Regional, rural and how to read a quote line by line
The prices above are metro benchmarks. If you live outside the capital cities, expect a regional premium. Installers travel further, may stay overnight, and freight on panels and racking costs more the further you are from a distribution hub. As a rough guide, regional installs add a few hundred dollars, and remote or very rural jobs can add more again. The trade-off is that regional and rural homes often have larger roofs, more sun and bigger bills, so the payback usually still stacks up well.
When a quote lands in your inbox, do not just look at the bottom number. A genuine quote breaks down into parts you can sanity-check:
- ✓Panels: exact make, model and wattage, and how many. Multiply wattage by count to confirm the system size matches what you asked for.
- ✓Inverter: make, model and rating. Check the panel-to-inverter ratio is sensible (commonly up to about 133%).
- ✓Mounting and extras: tilt frames, optimisers or extra rail for a complex roof should be itemised, not hidden.
- ✓STC discount: shown as a clear deduction, with the net price stated.
- ✓Inclusions: meter change, grid application, switchboard work and any travel, all spelled out.
If two quotes differ by a thousand dollars, the breakdown almost always explains why: a better inverter, tier-one panels, included switchboard work, or simply a more established installer who stands behind the job. Comparing line by line, rather than bottom line to bottom line, is how you avoid paying for a cheap system twice.
Frequently asked questions
How much do solar panels cost in Australia in 2026?
A typical 6.6kW system costs $4,500 to $7,000 fully installed after the federal STC discount. Larger 10kW systems run $7,000 to $11,000, and 13.2kW systems run $9,500 to $14,000. Brand, roof and location move the figure within those ranges.
What is the average cost per watt for solar?
Around $0.90 to $1.30 per watt for a quality install after the STC discount. Anything under $0.80 per watt usually means budget components or weak warranties that may not be honoured.
Is the STC rebate already included in solar quotes?
Almost always. Most Australian installers show the net price with the STC discount already applied, so you never claim it yourself. Just confirm the figure you are comparing is the after-discount price.
How much does a 6.6kW solar system cost?
Roughly $4,500 to $7,000 fully installed after the STC discount.
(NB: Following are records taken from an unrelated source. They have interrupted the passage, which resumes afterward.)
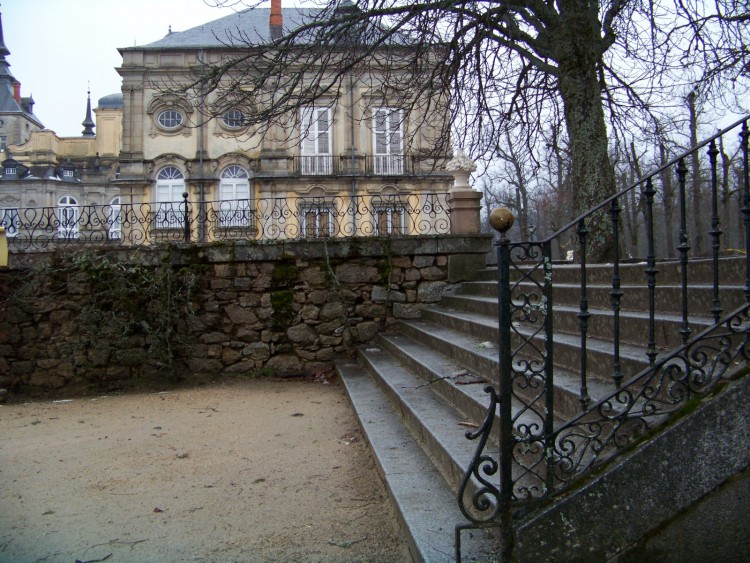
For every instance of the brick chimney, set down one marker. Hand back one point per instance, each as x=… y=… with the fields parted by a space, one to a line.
x=276 y=20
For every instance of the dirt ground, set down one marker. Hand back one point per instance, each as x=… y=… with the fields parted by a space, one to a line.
x=260 y=470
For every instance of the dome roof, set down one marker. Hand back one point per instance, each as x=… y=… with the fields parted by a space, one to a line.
x=111 y=101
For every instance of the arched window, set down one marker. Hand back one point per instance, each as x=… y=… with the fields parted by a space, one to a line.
x=115 y=219
x=233 y=118
x=170 y=119
x=316 y=151
x=67 y=214
x=170 y=185
x=234 y=193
It is the most popular size in Australia because it fits most roofs, suits a 5kW inverter and pays back fastest.
Will solar get cheaper if I wait?
Hardware prices are fairly flat while the STC discount shrinks a little every January until the scheme ends in 2030. Waiting usually costs more in lost bill savings than you gain, so the maths favours acting sooner rather than later.